Apr 05, 2026 13:42 UTC
SPY, IVV, ^GSPC
Long term

The Schwab U.S. Dividend Equity ETF has restructured its portfolio, reducing exposure to energy and materials sectors while increasing healthcare and tech holdings. This move reflects a strategic shift in response to early-year market trends.

  • Schwab U.S. Dividend Equity ETF reconstituted its portfolio by removing 22 stocks and adding 25 new ones
  • Energy and materials sector exposure decreased by 7.1% and 3% respectively
  • Healthcare and technology sectors gained 3.6% and 3.4% exposure after reconstitution
  • ETF maintains a dividend yield more than three times the S&P 500 average
  • Selection criteria include five-year dividend growth, return on equity, cash flow to debt, and dividend yield

The Schwab U.S. Dividend Equity ETF (SCHD) has completed its annual reconstitution, removing 22 stocks and adding 25 new ones.
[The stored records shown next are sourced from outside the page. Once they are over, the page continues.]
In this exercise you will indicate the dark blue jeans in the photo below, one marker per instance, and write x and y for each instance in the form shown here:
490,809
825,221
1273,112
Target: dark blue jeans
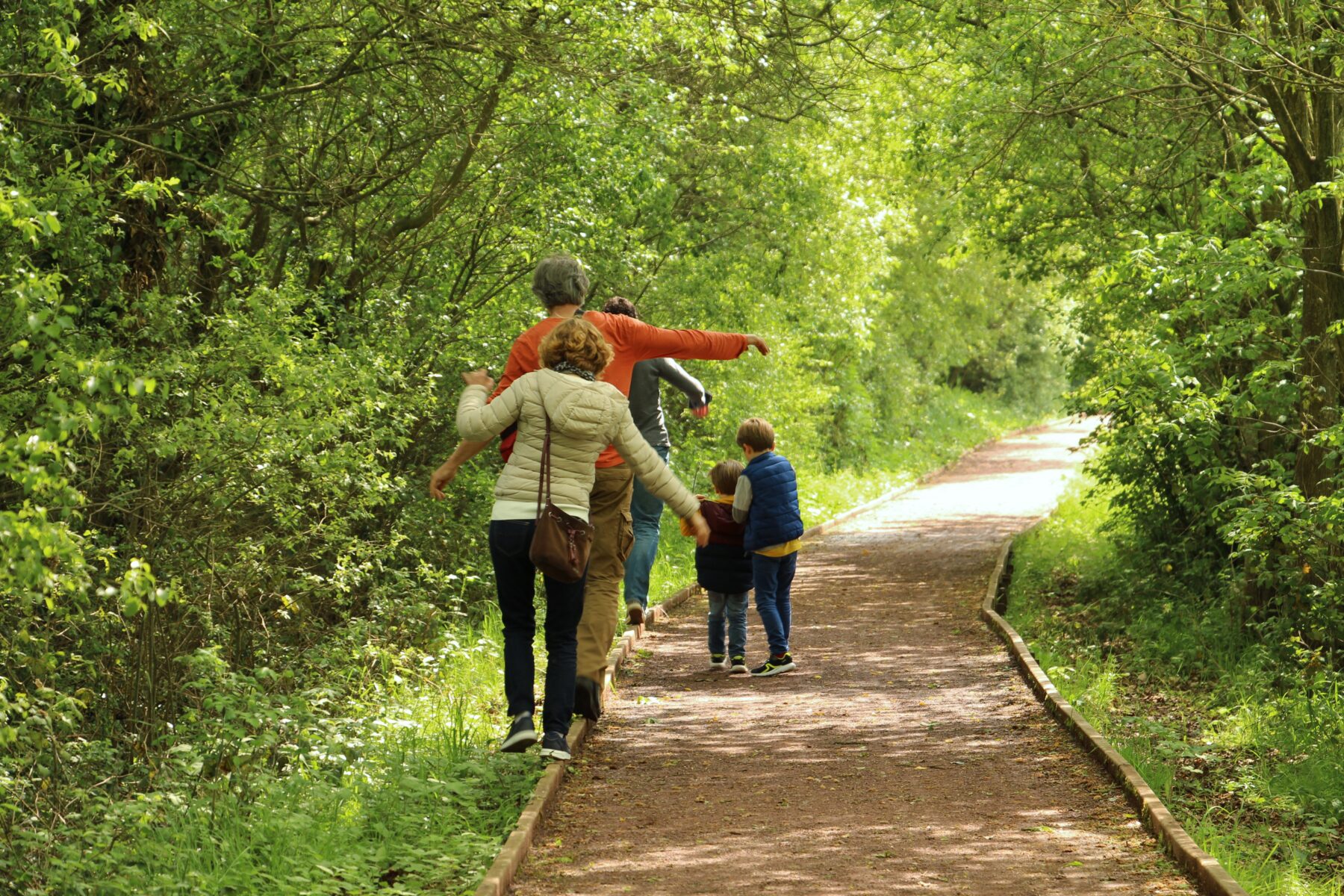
732,609
645,514
773,578
515,581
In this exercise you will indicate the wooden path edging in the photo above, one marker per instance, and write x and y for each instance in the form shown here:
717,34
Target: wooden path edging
499,877
1211,876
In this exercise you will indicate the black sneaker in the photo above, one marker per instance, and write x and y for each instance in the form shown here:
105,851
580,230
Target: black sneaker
588,699
520,734
554,746
774,665
635,613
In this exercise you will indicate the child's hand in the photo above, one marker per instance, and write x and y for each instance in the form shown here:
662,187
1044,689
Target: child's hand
702,528
479,378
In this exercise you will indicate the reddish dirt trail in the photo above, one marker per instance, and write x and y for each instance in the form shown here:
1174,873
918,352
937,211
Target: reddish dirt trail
903,756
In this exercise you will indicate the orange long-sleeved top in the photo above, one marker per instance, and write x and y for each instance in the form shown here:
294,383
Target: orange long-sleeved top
632,341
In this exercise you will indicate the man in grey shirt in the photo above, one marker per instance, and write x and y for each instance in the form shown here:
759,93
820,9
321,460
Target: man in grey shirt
647,410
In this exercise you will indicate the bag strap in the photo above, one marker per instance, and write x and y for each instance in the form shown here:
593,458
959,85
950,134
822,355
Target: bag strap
546,469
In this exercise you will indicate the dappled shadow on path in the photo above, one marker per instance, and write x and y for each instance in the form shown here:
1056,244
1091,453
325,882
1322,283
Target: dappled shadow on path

This adjustment has led to a significant shift in sector exposure, with energy and materials holdings decreasing by 7.1% and 3%, respectively. The changes come amid a challenging start to 2026 for major market indexes and blue-chip stocks. Dividend stocks remain a popular choice for investors seeking passive income, as they offer payouts that act as a buffer against market volatility. The ETF's strategy focuses on companies that meet four key criteria: five-year dividend growth, return on equity, cash flow to debt, and dividend yield. This vetting process aims to identify sustainable dividend payers while minimizing the risk of yield traps. The reconstitution saw notable exits including AbbVie, Cisco Systems, and Valero, while UnitedHealth Group, Procter & Gamble, and Abbott Laboratories were added to the portfolio. Healthcare and technology sectors gained 3.6% and 3.4% exposure, respectively, following the changes. The decision to reduce energy exposure is particularly noteworthy given the sector's strong performance in early 2026, driven by geopolitical tensions in the Middle East that have boosted oil prices. While the ETF's dividend yield remains more than three times the S&P 500 average, it does not pursue ultra-high yields that may come with greater risk. The fund continues to be positioned as a reliable option for investors seeking consistent, growing passive income through a diversified portfolio of dividend-paying stocks.